In a new podcast, Solomon noted that the economic outlook this year appears to be more positive as the likelihood of a recession in the US fades, but there are still some headwinds to deal with.
The challenges, which include rising geopolitical risks and the US elections, are causing uncertainty and this could result in more volatility and impact investment decisions.
While prices have eased, Solomon acknowledged that there is more of a risk that the US Federal Reserve is still more conscious of inflation than what the market currently expects. Central bank decisions could also be impacted by the current political environment.
“I think the Fed will watch the data and to the degree that the data warrants, we will see appropriate action, but I’m not quite as bullish as everyone else that we’re going to see a series of cuts this year and we’re going back to an environment of much, much lower interest rates,” Solomon said.

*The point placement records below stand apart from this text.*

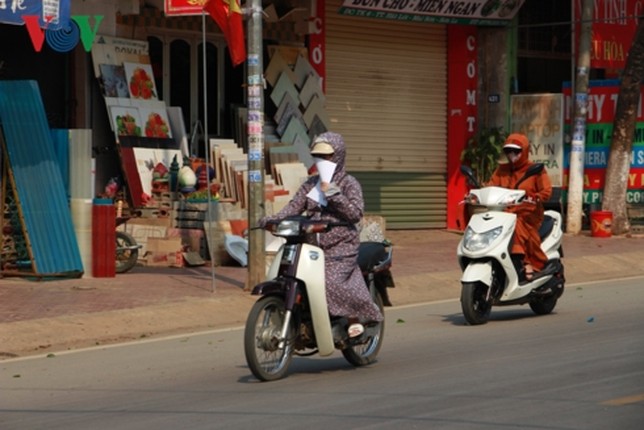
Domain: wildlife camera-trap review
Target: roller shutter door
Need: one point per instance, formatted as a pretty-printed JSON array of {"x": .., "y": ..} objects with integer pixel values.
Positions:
[{"x": 386, "y": 86}]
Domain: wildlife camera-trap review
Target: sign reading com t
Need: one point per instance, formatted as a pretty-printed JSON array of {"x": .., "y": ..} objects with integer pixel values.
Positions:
[{"x": 472, "y": 12}]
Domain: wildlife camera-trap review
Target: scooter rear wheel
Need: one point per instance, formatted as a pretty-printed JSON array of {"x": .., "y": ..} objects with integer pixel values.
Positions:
[
  {"x": 474, "y": 303},
  {"x": 366, "y": 352},
  {"x": 266, "y": 359}
]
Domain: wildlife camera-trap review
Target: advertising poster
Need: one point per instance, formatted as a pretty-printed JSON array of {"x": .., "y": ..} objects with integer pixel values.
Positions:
[
  {"x": 602, "y": 102},
  {"x": 540, "y": 117}
]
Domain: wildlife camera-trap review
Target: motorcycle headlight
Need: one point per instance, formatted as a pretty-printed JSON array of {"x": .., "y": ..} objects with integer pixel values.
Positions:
[
  {"x": 473, "y": 241},
  {"x": 287, "y": 228}
]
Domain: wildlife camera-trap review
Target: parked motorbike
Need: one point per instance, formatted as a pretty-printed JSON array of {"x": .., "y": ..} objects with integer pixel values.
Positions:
[
  {"x": 291, "y": 316},
  {"x": 491, "y": 275}
]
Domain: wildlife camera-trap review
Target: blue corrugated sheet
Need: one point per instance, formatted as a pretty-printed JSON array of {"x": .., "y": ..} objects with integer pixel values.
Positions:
[
  {"x": 40, "y": 188},
  {"x": 60, "y": 139}
]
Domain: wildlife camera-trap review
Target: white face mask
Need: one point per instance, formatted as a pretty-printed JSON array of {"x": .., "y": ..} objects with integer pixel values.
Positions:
[
  {"x": 513, "y": 157},
  {"x": 325, "y": 169}
]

“I think we have a significant number of headwinds that are going to still keep interest rates higher for longer.”
Goldman Sachs Research also noted that home prices in the US alone could increase more than previously anticipated.
The increase would be around 5% this year, higher than the previous forecast of 1.9%, according to Roger Ashworth, Senior Strategist at Goldman Sachs Research, and Vinay Viswanathan, Analyst.
By next year, prices could rise by 3.7%, higher than the earlier forecast of 2.8%.